ENDETTEMENT EN BAISSE
Sans surprise, les trois quarts des répondants affirment être endettés, mais on ne distingue pas les dettes de consommation et les dettes hypothécaires.
Près de 60 % des personnes sondées se disent aussi endettées qu’à la même période l’année dernière, et 23 % ont réduit leur endettement.
En revanche, 16 % ont vu leurs dettes s’alourdir, on ne sait pas dans quelle proportion. On imagine des acheteurs de maisons, mais on compte aussi bon nombre de gens à faibles revenus, surreprésentés dans ce groupe, selon les résultats du sondage.

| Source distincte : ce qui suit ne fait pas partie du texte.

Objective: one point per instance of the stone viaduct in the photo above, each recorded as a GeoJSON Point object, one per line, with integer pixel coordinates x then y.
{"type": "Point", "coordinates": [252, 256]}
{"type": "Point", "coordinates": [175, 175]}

Éducépargne devrait refaire l’exercice l’année prochaine, il est prématuré de dresser un bilan post-pandémique alors qu’on déconfine à peine. Dans un an, on aura une meilleure idée de l’impact de la COVID-19 sur nos finances.
ÉDUCÉPARGNE
Je suis généralement réfractaire à rapporter les résultats de sondages qui portent sur les comportements financiers. La plupart du temps, ils sont commandés par des institutions financières en quête de visibilité dans les médias.
Là, ce n’est pas la même chose. Éducépargne (www.educepargne.ca), anciennement Question Retraite, est un organisme à but non lucratif qui vise à sensibiliser et éduquer le public sur les questions de finances personnelles. Il survit grâce à des bénévoles, dont la présidente Nathalie Bachand, et parvient à se payer tout juste deux employés grâce aux contributions financières de partenaires de l’industrie.
Le sondage a été mené auprès de 1000 Québécois par la firme SOM pour le compte d’éducépargne. Je vous fais grâce de la méthodologie.